Eine ähnliche Entwicklung wie bei der Automatik in Kraftfahrzeugen ist auch bei anderen Geräten zu beobachten. Teilweise in Anpassung an geänderte Konsumentenwünsche und teilweise im Zuge technischer Weiterentwicklung werden sie zunehmend allgemein schädigungs- und behindertengerecht ausgestattet und angeboten oder verlieren ihre Hilfsmitteleigenschaft, weil sie zum Gebrauchsgegenstand des täglichen Lebens werden. Der Verordnungsgeber hat das berücksichtigt, indem er elektrische Rasiergeräte, Aktentaschen mit Tragriemen und Schlüpfschuhe (Slipper) aus der Liste der Hilfsmittel mit der Begründung gestrichen hat, diese Gegenstände gehörten heute zur normalen Ausstattung, durch ihre Anschaffung entstehe kein behinderungsbedingter Mehraufwand (vgl. die Begründung zu § 18 OrthV, BArbBl 1989, 11/72).

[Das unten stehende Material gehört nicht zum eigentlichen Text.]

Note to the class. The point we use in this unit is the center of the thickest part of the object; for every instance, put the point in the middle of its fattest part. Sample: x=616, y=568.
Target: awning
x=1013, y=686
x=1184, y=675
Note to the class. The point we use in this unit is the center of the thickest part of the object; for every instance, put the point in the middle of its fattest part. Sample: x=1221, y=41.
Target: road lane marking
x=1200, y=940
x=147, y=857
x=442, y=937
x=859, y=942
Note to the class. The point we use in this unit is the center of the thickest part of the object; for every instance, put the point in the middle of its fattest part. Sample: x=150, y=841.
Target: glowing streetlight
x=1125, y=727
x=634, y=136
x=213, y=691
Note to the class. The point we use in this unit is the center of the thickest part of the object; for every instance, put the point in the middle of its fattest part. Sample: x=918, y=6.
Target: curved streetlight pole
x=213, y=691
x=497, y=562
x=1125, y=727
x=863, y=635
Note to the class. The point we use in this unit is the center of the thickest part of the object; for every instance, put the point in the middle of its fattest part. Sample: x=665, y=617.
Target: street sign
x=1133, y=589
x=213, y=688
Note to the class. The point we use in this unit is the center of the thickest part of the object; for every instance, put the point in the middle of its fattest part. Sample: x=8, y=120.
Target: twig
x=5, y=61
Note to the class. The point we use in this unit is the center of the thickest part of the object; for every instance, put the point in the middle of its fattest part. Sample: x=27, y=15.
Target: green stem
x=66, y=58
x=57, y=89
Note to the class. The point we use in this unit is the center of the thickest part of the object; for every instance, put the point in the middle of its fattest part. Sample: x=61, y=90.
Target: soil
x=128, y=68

Dem Kläger sind Kosten auch nicht deshalb zu erstatten, weil er das Kraftfahrzeug als – wohl neuwertigen – Gebrauchtwagen gekauft hat. Ebenso wie fabrikneue Kraftfahrzeuge werden Gebrauchtwagen in großer Zahl mit Automatik und damit bereits behindertengerecht ausgerüstet allgemein angeboten und gleichermaßen von Beschädigten und Nichtbeschädigten aus vielfältigen Gründen gekauft.
Die Kostenentscheidung beruht auf § 193 des Sozialgerichtsgesetzes.